Draining oil from under my land - Correlative Rights


#1

Sorry for this basic question. I have leased by mineral rights % on a 100 acres in Grimes County, Texas. How do I know if the production company is drilling nearby, taking oil from under my land, and not paying me for it? (I know they are not drilling on my land.) Seems like it is in their best interest not to tell me…What am I missing and how do I find out? I really appreciate you sharing your knowledge with me and others!!! All the best.


#2

The Texas Railroad Commission regulates all oil and gas drilling in Texas. They have very specific rules that govern where and how wells get drilled. They set spacing rules that determine how close a well may be drilled to a property line before the adjacent owner must be included in the well. In order to get a permit to drill, the RRC must be satisfied that all correlative rights are being protected.


#3

Thanks Steve. So if my producer is drilling down the road from my land (beyond the TRC distance) and they know it is still pulling oil from under my land, they dont have to pool me in? I just lose my oil? Much appreciated.


#4

That’s the whole point of the RRC spacing rules. The well is far enough away that it won’t be draining your oil.
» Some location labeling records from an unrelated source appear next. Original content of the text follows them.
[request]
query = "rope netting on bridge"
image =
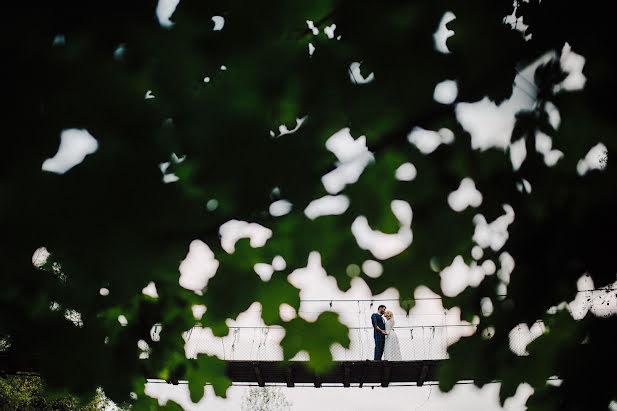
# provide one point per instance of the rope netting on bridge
(424, 334)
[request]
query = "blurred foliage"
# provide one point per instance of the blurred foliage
(112, 222)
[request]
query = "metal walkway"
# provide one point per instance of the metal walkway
(346, 373)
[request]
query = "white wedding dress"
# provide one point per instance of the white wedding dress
(392, 350)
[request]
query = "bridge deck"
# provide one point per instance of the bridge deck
(295, 372)
(344, 372)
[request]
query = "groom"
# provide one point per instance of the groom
(379, 333)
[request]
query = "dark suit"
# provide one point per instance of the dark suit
(380, 339)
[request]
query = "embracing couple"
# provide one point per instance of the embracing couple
(386, 341)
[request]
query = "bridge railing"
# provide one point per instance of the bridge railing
(263, 343)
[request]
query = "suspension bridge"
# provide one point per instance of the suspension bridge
(254, 355)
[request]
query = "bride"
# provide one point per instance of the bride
(392, 351)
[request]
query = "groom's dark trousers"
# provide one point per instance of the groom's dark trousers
(380, 339)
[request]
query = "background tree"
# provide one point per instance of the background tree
(27, 392)
(211, 102)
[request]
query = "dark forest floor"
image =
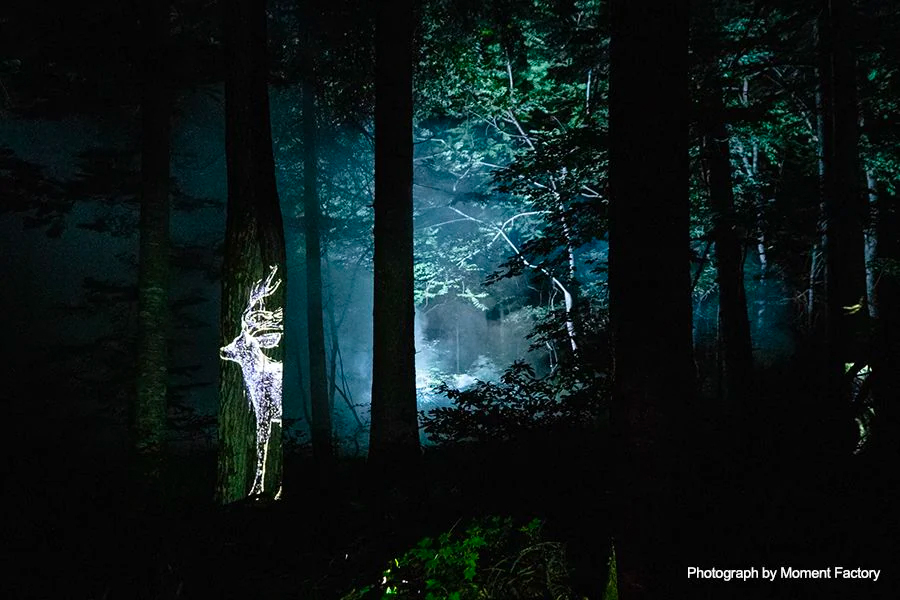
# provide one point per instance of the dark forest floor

First off, you have know way of knowing if oil is even under your land. Even if it is, oil will only travel a short distance through the reservoir. That distance will vary depending on a lot a technical factors, such as pressure, viscosity, and permeability. This is how the RRC comes up with the spacing rules and is why spacing rules can be different for different areas. Contrary to common belief, oil is not found in big hollow caverns in the ground. It is contained within the pore structure of rock and will only migrate a fairly short distance.


#5

Just to add to my above post, if they have a producing well in the immediately adjacent spacing location to you, you can sometimes compel them to drill an offsetting well on your side of the fence. If they don’t agree to do that, then they must let your lease go.


#6

Extremely helpful! That is what I could not figure out…So, sounds like next steps are to go the Commission web site and see where my producer has wells. Is that what you would do?


#7

Steve,
I am curious as to when the RR Commission spacing criteria was set. Were the setback limits determined prior to the advent of fracking?

It seems to me that there are sufficient variables in the fracking process and the geology that it is conceivable that fracturing can extend across boundary lines resulting in oil being drawn from adjacent property. I believe I was reading on this site where well production drops have been documented when a new fracked well has started up next door.
Regards.


#8

Not to hijack this thread, but does New Mexico also have something like this in their rules?


#9

I can’t comment on the RRC specifically since I haven’t worked Texas in quite a while. I do know that other jurisdictions do continually modify and adjust their rules as more information becomes available. Interference between wells can happen but in my experience it occurs when wells are drilled too close together and doesn’t occur over long distances. Hydraulic fractures rarely extend more than a few hundred feet. In the case of Federal minerals, the BLM is actually reducing the size of spacing units to reflect the realities of shale production.